I had an appointment with the pôle emploi today, the French employment services. Having never worked in France before, I didn’t expect to receive any benefits. I’m simply signing up, to have something to show, when I apply for a social security number.
I had already filled out a long and detailed form online, so I hoped it would be quick and easy. I even prepared myself by looking up a bit of vocabulary.
I underestimated the walk there and took much longer and was much sweatier than I hoped to be. I walked past the Charles de Gaulle monument. I think the flowers were put down on Armistice Day (November 11), not because of Friday 13.
Still, I made it on time, and despite there being a vigipirate sign on the door, nobody wanted to check my backpack.
I was flustered within a minute of my arrival, though, by forgetting my coat (again) outside the office and a security person noticing immediately and following me into the office to tell me. I can’t do any small talk in French, so these situations make me feel very silly and helpless.

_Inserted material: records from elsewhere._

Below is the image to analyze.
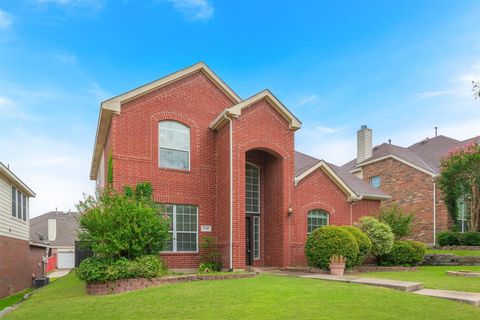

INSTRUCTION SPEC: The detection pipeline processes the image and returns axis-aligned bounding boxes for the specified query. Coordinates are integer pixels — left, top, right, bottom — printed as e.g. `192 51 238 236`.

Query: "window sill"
158 167 190 173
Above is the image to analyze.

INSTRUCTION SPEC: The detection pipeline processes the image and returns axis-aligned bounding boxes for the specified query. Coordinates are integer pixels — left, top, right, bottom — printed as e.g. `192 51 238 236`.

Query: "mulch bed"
86 272 258 295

The sign up process is a lot like the one in Austria: I had to sign a lot of paper, and I was told a lot about my duties and rights. Even though not following the duties has no real consequence, since I don’t get any money from them. I would simply drop out of the statistics and probably lose the bit of paper that I hope gives me reduced access to museums.
The clerk also told me I have a right to 35 days of holiday, which made me laugh. She didn’t understand at all, why I found it funny that I’d get to take a holiday from my unemployment. I also have to call in monthly and tell them if I worked that month, how much I worked and if I’m still looking for employment. Seems easy enough (except for the calling part, but I suspect this might be automated).

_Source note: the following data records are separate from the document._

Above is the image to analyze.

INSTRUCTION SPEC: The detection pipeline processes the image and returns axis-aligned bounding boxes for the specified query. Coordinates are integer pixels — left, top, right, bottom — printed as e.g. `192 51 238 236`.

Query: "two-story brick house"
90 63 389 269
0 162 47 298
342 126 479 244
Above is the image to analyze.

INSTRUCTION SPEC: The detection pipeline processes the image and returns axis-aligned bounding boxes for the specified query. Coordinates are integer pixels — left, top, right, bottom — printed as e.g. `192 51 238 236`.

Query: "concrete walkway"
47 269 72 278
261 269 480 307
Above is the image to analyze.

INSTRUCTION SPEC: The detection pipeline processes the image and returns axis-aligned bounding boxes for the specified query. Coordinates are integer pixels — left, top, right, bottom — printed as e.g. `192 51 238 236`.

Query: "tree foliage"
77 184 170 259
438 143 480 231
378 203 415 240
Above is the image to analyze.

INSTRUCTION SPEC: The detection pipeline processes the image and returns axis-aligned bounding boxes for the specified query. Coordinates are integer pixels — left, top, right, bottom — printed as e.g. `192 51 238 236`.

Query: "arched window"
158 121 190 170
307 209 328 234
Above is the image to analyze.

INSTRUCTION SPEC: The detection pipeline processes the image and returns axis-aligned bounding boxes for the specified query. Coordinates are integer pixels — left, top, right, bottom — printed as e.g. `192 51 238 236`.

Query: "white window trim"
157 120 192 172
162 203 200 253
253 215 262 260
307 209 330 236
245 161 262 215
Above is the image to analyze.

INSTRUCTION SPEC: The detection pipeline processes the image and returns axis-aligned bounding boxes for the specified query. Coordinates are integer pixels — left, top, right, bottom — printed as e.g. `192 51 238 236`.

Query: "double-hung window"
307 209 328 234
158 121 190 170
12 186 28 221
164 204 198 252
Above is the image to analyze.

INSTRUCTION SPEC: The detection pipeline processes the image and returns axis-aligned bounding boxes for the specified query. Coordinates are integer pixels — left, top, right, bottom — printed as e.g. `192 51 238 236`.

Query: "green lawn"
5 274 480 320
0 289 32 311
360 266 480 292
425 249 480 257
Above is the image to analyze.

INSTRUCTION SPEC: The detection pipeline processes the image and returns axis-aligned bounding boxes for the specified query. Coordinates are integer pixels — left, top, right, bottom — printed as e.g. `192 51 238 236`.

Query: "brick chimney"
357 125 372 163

I will get a letter with my password for their website, and she signed me up for a one day job search course.
The clerk was friendly, patient and helped out with english words from time to time. Still I found the conversation super exhausting. After the 45 minute appointment I was soaked with sweat, but instead of going home to take a nap, I decided to go to Paris.
My mobile internet doesn’t work anymore, ever since I put in my Austrian SIM for 15 minutes on Sunday. I tried doing all the things I did the first time I made it work, but to no avail. I need help from my phone provider and in the morning I read about a shop that might be helpful at Les Halles. I thought that if I couldn’t find anything there, at least there’d be wifi, to do further research.

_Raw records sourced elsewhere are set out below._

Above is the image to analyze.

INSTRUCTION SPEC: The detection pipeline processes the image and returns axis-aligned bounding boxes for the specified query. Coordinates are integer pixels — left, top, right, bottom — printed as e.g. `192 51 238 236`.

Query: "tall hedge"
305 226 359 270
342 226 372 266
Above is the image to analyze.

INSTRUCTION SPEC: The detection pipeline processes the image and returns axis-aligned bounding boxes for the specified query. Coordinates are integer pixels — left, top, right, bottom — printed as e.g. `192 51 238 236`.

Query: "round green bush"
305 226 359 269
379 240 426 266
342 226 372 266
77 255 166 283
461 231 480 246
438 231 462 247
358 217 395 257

Even though I’ve only had my mobile internet here for 6 weeks, losing it made me kind of nervous. For one, I have the sense of orientation of a drunk housefly. Plus, the thought of going into Paris and having no way to find out if there are any problems made me intensely uncomfortable. With my Austrian SIM card, at least there was the option for roaming, in case of a emergency.
There were no emergencies, of course. Just a couple of changes, pour raisons de securité. The security announcements I know from the large train stations are now also played in our small town. “Don’t leave your luggage unattended and report suspicious activity to personnel” in four languages. There are soldiers stationed in Les Halles, dressed in camouflage fatigues, carrying big weapons. That doesn’t alleviate my discomfort in the least, I found. People with guns who look barely older than teenagers don’t make me feel safe.
“Well, at least there are no armed soldiers inside the mall.”, I thought, as I showed my backpack to the security guards of the mall and at the entrance of every store I went to. On my way out, though, a group of five soldiers patrolling the mall overtook me from behind. I found out that people with guns walking past is highly disturbing to me. I tried to sneak a photo. I don’t know why, but I want to document the changes. The photo didn’t save, though I might get more chances to document this change.
The problem with my mobile internet is, that it’s from a cheap reseller that doesn’t seem to have any shops in Paris. I still haven’t found a shop that can help, so I might have to call them. Now what’s worse: living without mobile internet or a French phone call? The horror!